OVERNIGHT TECH: Advertisers blamed for failed 'Do Not Track'

THE LEDE: Federal Trade Commission Chairman Jon Leibowitz is accusing advertisers of backing away from their promise to allow users to opt out of online tracking

Leibowitz told The Wall Street Journal on Tuesday that the advertising industry “appears to be backing off from its commitments.”

ADVERTISEMENT
At a high-profile event at the White House in February, all of the major Web browsers promised to create a "Do Not Track" feature, and the leading advertisers said that by the end of the year, they would stop displaying targeted ads to users who had selected the feature in their browsers.

But the agreement has broken down over the details of how Do Not Track would work. Advertisers are insisting on exceptions for "market research," "product development," "system management" and other purposes.

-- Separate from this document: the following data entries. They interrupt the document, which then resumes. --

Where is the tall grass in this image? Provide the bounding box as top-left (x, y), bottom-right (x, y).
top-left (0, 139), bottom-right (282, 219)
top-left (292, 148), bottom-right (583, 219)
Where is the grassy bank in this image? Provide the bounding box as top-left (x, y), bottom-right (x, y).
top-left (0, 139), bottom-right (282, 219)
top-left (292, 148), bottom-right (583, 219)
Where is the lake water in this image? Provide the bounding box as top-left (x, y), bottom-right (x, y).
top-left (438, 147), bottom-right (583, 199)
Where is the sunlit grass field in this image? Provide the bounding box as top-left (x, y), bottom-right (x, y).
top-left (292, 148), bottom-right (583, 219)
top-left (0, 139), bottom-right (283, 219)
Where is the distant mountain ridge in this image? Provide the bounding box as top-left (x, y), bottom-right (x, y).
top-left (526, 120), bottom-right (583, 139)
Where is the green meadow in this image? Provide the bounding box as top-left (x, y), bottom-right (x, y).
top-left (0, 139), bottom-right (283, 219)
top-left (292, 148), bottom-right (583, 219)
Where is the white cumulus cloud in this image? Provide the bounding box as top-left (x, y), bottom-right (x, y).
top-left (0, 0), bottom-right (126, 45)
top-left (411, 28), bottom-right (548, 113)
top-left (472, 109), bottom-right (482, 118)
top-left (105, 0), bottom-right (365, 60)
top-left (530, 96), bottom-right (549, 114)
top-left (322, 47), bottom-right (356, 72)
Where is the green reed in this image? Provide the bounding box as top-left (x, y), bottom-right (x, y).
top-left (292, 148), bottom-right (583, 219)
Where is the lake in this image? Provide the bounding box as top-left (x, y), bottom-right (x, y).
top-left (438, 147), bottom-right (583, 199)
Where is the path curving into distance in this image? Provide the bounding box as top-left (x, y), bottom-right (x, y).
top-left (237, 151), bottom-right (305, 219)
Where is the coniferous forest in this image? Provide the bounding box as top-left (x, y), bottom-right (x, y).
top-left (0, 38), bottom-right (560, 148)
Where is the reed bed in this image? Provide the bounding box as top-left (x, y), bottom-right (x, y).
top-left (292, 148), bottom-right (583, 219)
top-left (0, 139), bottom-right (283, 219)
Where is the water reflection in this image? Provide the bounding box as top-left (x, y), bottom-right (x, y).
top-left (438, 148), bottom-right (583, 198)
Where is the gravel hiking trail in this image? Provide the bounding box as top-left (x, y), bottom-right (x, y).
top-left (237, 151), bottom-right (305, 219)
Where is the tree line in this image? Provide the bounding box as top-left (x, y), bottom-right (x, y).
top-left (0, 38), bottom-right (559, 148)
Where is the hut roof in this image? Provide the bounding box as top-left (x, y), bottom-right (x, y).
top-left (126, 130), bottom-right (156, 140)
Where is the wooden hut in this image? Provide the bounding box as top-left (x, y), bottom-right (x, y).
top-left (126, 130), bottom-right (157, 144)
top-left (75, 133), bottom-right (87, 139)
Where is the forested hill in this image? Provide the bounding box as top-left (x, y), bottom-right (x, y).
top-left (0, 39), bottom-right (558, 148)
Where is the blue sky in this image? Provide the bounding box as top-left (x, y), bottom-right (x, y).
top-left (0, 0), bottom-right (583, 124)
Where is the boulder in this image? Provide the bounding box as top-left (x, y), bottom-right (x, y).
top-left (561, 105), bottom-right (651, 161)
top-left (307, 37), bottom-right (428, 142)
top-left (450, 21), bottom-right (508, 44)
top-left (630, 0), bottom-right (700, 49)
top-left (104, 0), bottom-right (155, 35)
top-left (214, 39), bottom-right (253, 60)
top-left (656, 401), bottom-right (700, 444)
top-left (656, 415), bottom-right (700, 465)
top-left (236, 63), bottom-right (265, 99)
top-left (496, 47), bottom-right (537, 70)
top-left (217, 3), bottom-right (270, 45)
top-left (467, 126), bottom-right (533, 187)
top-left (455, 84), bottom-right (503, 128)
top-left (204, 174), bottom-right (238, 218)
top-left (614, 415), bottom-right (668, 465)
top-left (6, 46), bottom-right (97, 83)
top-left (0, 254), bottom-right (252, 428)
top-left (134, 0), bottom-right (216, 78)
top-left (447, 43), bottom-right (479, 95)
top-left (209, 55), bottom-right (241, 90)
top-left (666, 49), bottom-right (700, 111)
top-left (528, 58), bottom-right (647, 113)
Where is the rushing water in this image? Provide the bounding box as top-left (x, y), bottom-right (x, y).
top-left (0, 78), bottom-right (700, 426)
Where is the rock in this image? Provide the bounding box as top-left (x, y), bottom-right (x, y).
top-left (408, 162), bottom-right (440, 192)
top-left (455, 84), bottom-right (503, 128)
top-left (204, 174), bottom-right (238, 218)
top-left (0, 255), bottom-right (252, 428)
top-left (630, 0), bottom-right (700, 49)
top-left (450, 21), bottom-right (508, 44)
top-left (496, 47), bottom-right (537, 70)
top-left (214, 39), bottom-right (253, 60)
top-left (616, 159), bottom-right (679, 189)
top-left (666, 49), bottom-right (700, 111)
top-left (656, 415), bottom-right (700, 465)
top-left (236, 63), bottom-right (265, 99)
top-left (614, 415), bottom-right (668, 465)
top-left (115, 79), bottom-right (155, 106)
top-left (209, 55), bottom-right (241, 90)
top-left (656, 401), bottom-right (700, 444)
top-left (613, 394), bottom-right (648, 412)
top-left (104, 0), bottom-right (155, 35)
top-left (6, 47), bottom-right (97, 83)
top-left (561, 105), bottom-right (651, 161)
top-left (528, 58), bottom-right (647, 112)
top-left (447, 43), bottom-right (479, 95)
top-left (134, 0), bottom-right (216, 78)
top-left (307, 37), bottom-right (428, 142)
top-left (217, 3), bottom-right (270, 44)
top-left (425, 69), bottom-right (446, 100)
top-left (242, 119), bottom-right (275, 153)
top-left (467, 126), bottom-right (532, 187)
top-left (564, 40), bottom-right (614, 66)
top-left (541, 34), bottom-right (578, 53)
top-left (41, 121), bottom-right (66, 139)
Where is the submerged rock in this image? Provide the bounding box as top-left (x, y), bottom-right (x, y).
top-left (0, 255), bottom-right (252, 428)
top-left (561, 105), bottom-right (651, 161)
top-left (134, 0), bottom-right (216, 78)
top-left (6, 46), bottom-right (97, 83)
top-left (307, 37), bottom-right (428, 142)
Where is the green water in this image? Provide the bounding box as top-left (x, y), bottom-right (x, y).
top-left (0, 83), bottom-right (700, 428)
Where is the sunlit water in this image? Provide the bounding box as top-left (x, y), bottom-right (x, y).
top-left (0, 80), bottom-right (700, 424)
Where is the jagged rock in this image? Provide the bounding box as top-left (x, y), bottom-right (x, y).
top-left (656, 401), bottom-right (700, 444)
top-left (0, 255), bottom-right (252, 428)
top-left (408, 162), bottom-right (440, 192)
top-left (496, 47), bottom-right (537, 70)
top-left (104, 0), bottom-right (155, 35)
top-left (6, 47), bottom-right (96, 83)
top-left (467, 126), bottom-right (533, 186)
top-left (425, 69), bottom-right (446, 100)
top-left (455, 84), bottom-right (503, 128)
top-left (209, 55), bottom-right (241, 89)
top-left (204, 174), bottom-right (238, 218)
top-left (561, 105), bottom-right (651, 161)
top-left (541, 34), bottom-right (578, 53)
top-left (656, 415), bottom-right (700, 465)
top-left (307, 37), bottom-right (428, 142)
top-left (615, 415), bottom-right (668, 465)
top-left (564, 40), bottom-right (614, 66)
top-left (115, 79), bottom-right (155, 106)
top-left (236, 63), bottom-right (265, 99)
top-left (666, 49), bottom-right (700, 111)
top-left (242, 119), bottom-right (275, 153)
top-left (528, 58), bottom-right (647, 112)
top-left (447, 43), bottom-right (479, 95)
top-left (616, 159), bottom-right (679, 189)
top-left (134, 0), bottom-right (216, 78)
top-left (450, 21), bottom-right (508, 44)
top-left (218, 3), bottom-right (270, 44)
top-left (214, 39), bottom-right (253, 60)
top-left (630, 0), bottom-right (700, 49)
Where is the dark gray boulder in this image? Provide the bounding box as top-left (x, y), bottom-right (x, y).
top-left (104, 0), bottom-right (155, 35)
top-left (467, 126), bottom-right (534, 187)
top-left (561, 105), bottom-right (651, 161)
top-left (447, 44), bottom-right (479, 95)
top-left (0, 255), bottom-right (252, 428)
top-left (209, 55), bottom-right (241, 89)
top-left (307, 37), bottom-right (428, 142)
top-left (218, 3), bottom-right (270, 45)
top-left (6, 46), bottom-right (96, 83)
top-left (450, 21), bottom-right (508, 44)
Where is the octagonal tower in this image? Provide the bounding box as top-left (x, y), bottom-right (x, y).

Leibowitz told the Journal that the exceptions would create “a loophole to Do Not Track that you could drive a virtual truck through.”

He said he is still hoping that privacy groups and advertisers will be able to reach an agreement at a World Wide Web Consortium (W3C) meeting in Amsterdam this week. 

But the Digital Advertising Alliance sent a letter to the W3C on Tuesday, ripping the proposed Do Not Track standards.

ADVERTISEMENT
"The public interest is not served by this expansion of the W3C’s efforts, especially because the method by which the W3C is seeking to achieve results is not through consensus and gives all stakeholders equal standing in the process regardless of whether or not certain groups play a disproportionately large role in the Internet ecosystem," the advertising group wrote. "This flawed approach will result in an outcome that will significantly undermine the Internet and existing consumer benefits."

FTC to announce computer scam crackdown: The Federal Trade Commission will announce a crackdown on a "massive" international computer tech scam on Wednesday morning, officials said.

The scam swindled tens of thousands of consumers in six countries, according to the media advisory. FTC Chairman Jon Leibowitz will join a senior Microsoft executive and officials from Canada and Australia to make the announcement.

Commerce partners with Cornell: The Commerce Department announced a partnership with Cornell University on Tuesday to develop new technologies.

A permanent Commerce official will work from Cornell's New York City Tech Campus to help students and researchers bring new products to market.

“Staying on the cutting edge of innovation is critical to this nation’s long-term competitiveness, and the Obama administration is committed to ensuring that American entrepreneurs have the resources they need to bring their ideas to market,” Acting Commerce Secretary Rebecca Blank said in a statement. “The resources we’ll provide at Cornell University’s New York City Tech campus are a natural extension of the Administration’s commitment to removing the barriers that get in the way of more jobs and more innovation."

Republicans oppose cybersecurity order: A group of Senate Republicans urged President Obama on Tuesday not to issue an executive order on cybersecurity, arguing that only congressional action can adequately protect the nation's computer systems.

The letter was signed by Sens. John McCain (R-Ariz.), Kay Bailey Hutchison (R-Texas), Dan Coats (R-Ind.), Saxby Chambliss (R-Ga.), Jon Kyl (R-Ariz.) and Roy Blunt (R-Mo.).

T-Mobile may merge with MetroPCS: Deutsche Telekom, the parent company of T-Mobile, said on Tuesday that it is in talks to buy MetroPCS.

The move would boost the size of T-Mobile, the fourth largest wireless carrier, as it tries to take on dominant competitors AT&T and Verizon.

FTC wins $163 million fine over fake viruses: A federal court fined a woman $163 million on Tuesday for tricking people into thinking their computers were infected with viruses and then selling them software to fix the non-existent problem.

FCC fines calling card company: The Federal Communications Commission issued a $5 million fine on Tuesday against NobelTel, claiming the prepaid calling card company deceived consumers.

The FCC's Enforcement Bureau has cracked down on deceptive marketing for calling cards in the past year, issuing $30 million in fines against six companies.